El presidente Donald Trump ha mencionado frecuentemente el espectro de China en sus amenazas de anexar Groenlandia del Reino de Dinamarca, diciendo que si Estados Unidos no asegura la isla, podría ser utilizada estratégicamente por el Partido Comunista Chino.
Pero en un giro irónico, la propia China esperaba usar la obsesión de Trump con Groenlandia para debilitar la alianza de la OTAN y acercarse más a Europa, según cables diplomáticos obtenidos por Politico.
"Un cable de la Embajada de EE.UU. en Pekín del 21 de enero sugiere que el gobierno chino está ansioso por beneficiarse de los movimientos de Trump contra Groenlandia. La situación 'ofrece a China una oportunidad de beneficiarse de la cobertura europea' y podría 'amplificar las fricciones transatlánticas', escribieron los diplomáticos estadounidenses al exponer el pensamiento en China", dijo el informe. "Pero el cable, que cita medios y analistas afiliados al gobernante Partido Comunista Chino, también señala que el liderazgo chino era consciente de que una mayor presencia militar estadounidense en Groenlandia podría complicar sus objetivos en el Ártico y 'consolidar las ventajas militares y de infraestructura de EE.UU.'"
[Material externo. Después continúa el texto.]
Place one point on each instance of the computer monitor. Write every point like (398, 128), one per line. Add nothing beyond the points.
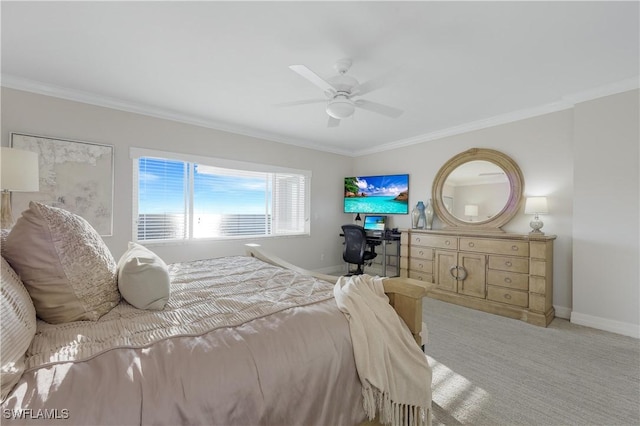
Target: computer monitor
(375, 223)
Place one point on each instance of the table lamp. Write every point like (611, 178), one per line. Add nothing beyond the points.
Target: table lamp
(19, 173)
(471, 210)
(536, 206)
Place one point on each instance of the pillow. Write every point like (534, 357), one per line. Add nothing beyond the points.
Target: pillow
(64, 264)
(17, 328)
(143, 278)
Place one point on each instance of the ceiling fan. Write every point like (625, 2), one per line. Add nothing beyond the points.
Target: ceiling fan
(340, 91)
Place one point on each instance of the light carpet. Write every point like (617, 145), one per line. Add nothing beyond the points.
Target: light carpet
(490, 370)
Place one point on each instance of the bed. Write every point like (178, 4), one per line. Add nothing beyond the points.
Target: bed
(243, 340)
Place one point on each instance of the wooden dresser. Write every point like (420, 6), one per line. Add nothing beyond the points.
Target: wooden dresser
(499, 273)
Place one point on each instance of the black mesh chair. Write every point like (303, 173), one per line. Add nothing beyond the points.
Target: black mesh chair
(355, 248)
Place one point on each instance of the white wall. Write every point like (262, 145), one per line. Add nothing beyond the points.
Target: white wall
(542, 148)
(606, 258)
(42, 115)
(601, 143)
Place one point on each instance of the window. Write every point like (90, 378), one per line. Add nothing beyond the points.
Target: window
(182, 197)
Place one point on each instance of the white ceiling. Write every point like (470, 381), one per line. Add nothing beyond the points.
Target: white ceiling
(453, 66)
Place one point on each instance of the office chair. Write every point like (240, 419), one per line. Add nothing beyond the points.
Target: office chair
(355, 248)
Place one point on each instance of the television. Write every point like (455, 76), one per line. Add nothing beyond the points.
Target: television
(384, 194)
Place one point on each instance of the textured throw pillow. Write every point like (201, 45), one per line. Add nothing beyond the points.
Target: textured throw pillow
(64, 264)
(18, 326)
(143, 278)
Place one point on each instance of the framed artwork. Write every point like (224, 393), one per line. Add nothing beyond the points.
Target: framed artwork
(75, 176)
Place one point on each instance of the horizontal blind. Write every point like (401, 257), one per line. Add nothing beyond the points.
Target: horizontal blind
(181, 199)
(162, 199)
(289, 203)
(230, 203)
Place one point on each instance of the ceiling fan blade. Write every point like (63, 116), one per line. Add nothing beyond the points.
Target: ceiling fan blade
(333, 122)
(301, 102)
(379, 108)
(370, 86)
(313, 77)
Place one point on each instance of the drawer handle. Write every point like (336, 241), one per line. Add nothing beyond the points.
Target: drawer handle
(457, 275)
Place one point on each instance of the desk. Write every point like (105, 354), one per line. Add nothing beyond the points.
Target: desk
(384, 239)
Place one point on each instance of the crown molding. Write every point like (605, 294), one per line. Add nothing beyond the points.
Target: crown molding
(19, 83)
(566, 102)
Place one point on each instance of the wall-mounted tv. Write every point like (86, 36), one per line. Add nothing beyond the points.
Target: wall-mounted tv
(385, 194)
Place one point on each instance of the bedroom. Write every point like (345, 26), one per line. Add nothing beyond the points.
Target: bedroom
(580, 147)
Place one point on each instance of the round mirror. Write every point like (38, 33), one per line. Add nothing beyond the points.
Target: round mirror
(479, 188)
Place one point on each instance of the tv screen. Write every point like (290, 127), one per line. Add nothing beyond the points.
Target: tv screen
(385, 194)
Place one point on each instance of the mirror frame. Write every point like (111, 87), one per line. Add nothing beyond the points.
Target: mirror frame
(513, 204)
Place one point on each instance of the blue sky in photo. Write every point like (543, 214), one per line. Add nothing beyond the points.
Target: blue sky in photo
(162, 190)
(383, 185)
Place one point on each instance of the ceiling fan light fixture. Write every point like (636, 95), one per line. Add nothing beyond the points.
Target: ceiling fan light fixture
(341, 107)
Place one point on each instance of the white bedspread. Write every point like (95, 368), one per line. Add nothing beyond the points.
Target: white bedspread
(289, 365)
(395, 375)
(205, 295)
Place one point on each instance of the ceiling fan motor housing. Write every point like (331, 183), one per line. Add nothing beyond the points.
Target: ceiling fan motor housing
(340, 106)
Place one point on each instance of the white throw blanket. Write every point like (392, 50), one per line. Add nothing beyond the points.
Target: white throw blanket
(395, 375)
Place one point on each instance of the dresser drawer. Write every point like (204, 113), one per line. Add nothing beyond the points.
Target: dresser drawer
(513, 248)
(421, 252)
(421, 276)
(421, 265)
(508, 296)
(435, 241)
(512, 264)
(508, 279)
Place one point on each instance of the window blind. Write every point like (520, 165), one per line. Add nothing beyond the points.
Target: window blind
(179, 199)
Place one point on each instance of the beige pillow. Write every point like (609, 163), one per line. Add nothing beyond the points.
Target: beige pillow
(64, 264)
(143, 278)
(17, 328)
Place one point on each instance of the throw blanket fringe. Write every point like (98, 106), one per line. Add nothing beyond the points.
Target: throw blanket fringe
(395, 375)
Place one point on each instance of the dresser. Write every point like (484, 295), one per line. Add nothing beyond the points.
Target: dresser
(500, 273)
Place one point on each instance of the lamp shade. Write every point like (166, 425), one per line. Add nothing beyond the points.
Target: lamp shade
(19, 170)
(471, 210)
(536, 205)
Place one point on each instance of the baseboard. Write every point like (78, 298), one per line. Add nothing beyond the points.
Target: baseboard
(618, 327)
(562, 312)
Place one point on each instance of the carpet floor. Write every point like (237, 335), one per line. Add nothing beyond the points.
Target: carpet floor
(490, 370)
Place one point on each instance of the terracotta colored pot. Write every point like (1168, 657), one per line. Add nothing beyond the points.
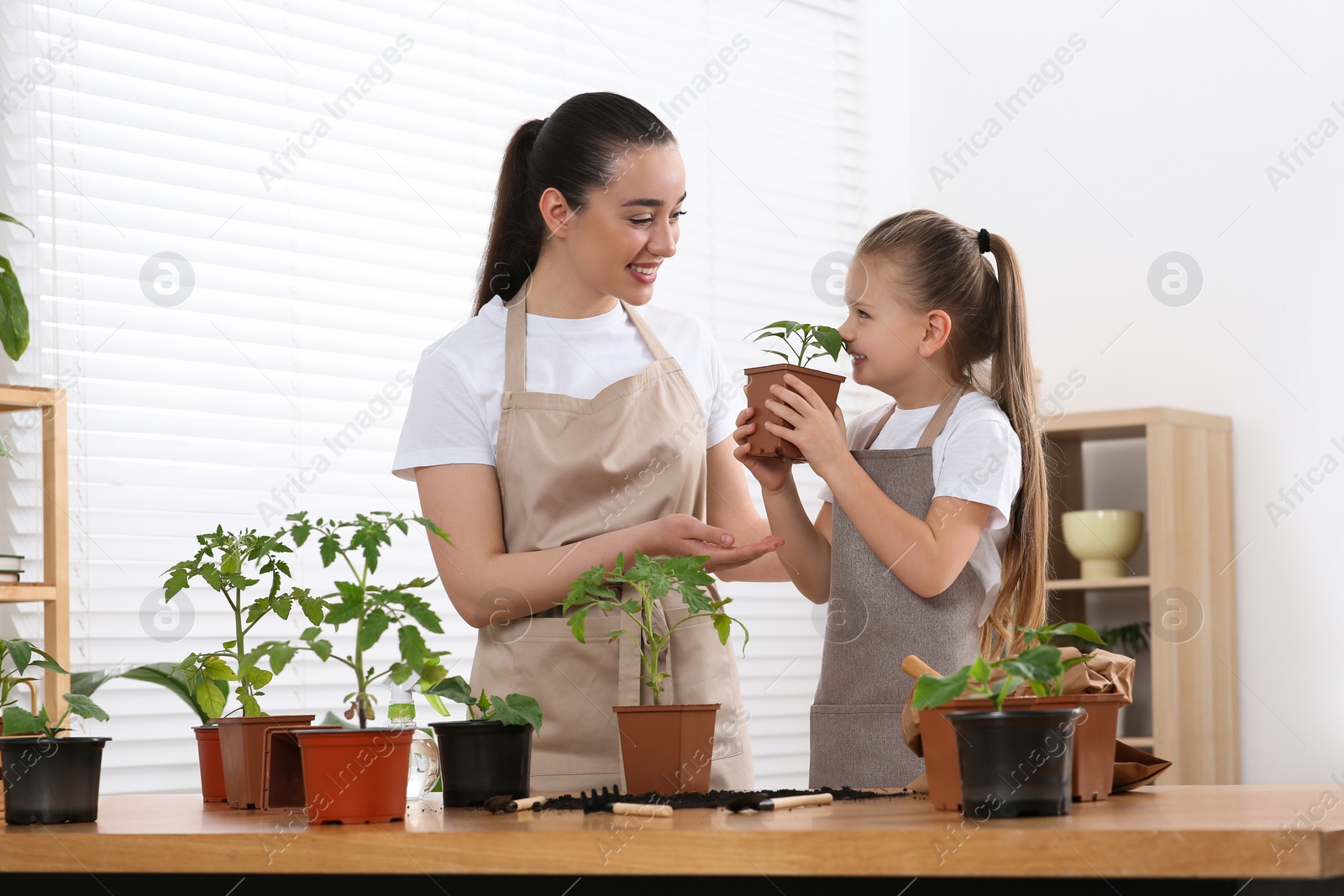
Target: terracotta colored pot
(667, 750)
(51, 781)
(759, 379)
(355, 775)
(242, 743)
(1095, 743)
(212, 765)
(282, 768)
(483, 759)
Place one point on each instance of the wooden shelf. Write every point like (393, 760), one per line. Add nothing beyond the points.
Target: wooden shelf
(1129, 582)
(27, 593)
(1187, 495)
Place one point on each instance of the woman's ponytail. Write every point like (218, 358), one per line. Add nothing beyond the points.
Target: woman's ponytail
(575, 150)
(515, 237)
(1012, 383)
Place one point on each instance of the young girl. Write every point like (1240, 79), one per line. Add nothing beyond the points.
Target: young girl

Varios otros cables diplomáticos subrayaron aún más la tensión que el espectáculo secundario de Groenlandia ejerció sobre los países europeos, con muchos líderes enfurecidos pero también temerosos de que una reprimenda demasiado fuerte a Trump causara el colapso de asociaciones militares críticas.
Tanto Dinamarca como el gobierno groenlandés han cerrado la puerta a que EE.UU. adquiera Groenlandia; no obstante, los militares, a través de la alianza de la OTAN, han disfrutado de acceso a la isla con fines estratégicos durante décadas.
A principios de este mes, Trump aparentemente redujo la tensión desde una postura de amenazar con enviar tropas a Groenlandia, diciendo que había alcanzado el "marco de un acuerdo futuro" para determinar el estatus de Groenlandia.